King has given up just one hit in four scoreless innings this spring. His success against lefties (allowing a .213 average over nine major league seasons) has been his calling card, but King’s improved physique has given the Nationals reason to think he can match his performance from the early part of the decade, when he posted 324 appearances from 2001 to 2004.
“When you’re in better shape, you can bounce back quicker,” manager Manny Acta said. “He’s shown he wants to extend his career and be taken seriously — not only by us but the rest of the major league teams.”
That’s all gratifying for King to hear, but he said slimming down was just as much a lifestyle change as it was a professional move.
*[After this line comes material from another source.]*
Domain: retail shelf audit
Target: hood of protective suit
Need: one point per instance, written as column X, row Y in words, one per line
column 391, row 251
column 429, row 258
He didn’t plan to shed pounds by spending every day in the weight room. He spent time landscaping outside his family’s new home in Arizona and stayed on the move at his kids’ sports practices. He would like it known his son’s basketball team went undefeated last winter — “[John] Wooden’s got nothing on me,” he said.
More importantly, though, the new activities gave King things to do once his baseball career is over.
“Being African American, I knew I was at risk for high blood pressure,” he said. “It was just about changing habits.”
From a baseball standpoint, King wanted to come back to Washington after spending most of last season there. So he instructed his agent to get in touch with Bowden — who drafted him in 1995 and triggered two of the seven trades King has been part of in his career. The two had a long relationship, and King liked what he had seen from the Nationals’ young players in 2007.
And in a bullpen that won’t likely have another lefty to start the season, Bowden considered King a potential steal at $850,000.
“When you’ve got a lefty you can use 80 times out of the bullpen, that’s a valuable asset,” Bowden said. “He’ll take the ball.”
King could be valuable enough, however, that he might find himself on the trading block again if Washington isn’t in the race and another playoff hopeful needs a reliever late in the season like Milwaukee did last year.
He will harbor no bad feelings if that happens. Mostly, he’s happy with what he has become.
“I’ve been traded so many times, I know it’s part of the business,” King said. “But I’m back where I want to be.”